An inquest into the death of a soldier involved in nerve gas trials at Porton Down has been delayed until the New Year, for legal reasons.
Mr Maddison thought he was helping to cure the common cold
Ronald Maddison, from Consett, County Durham, died at the MoD's laboratories on Salisbury Plain in 1953.
The delay comes as a powerful committee of MPs said the government relies too much on Porton Down to protect the country from a biological terrorist attack.
The Commons Science and Technology Committee praised the MoD's research facilities, but recommended that a new "Centre for Home Defence" is built.
This could train fire, police and ambulance staff, and look at the defence of rail, airport and transport systems.
Committee member and MP for Salisbury, Robert Key, told the BBC: "The report says we need a change of attitude. We should be more open about security."

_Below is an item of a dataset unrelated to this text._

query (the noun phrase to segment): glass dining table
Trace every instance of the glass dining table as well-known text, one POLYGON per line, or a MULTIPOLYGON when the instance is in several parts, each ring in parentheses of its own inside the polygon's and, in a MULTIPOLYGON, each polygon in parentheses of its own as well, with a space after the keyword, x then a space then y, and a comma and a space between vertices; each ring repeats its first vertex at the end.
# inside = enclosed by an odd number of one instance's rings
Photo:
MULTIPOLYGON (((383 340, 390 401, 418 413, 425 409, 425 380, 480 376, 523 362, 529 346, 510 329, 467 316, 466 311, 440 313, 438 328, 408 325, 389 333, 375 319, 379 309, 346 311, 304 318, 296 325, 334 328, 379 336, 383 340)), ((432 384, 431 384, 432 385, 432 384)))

A full hearing into what led to Mr Maddison's death was due to begin at Trowbridge in Wiltshire on 18 November, and last six to eight weeks.
RAF engineer Ronald Maddison was 20 when he took part in what he thought was an experiment to find a cure for the common cold in May 1953.
The Lord Chief Justice Lord Woolf quashed the original inquest verdict of death by misadventure last year and ordered a second inquest to be opened.
The original inquest was held in secret "for reasons of national security".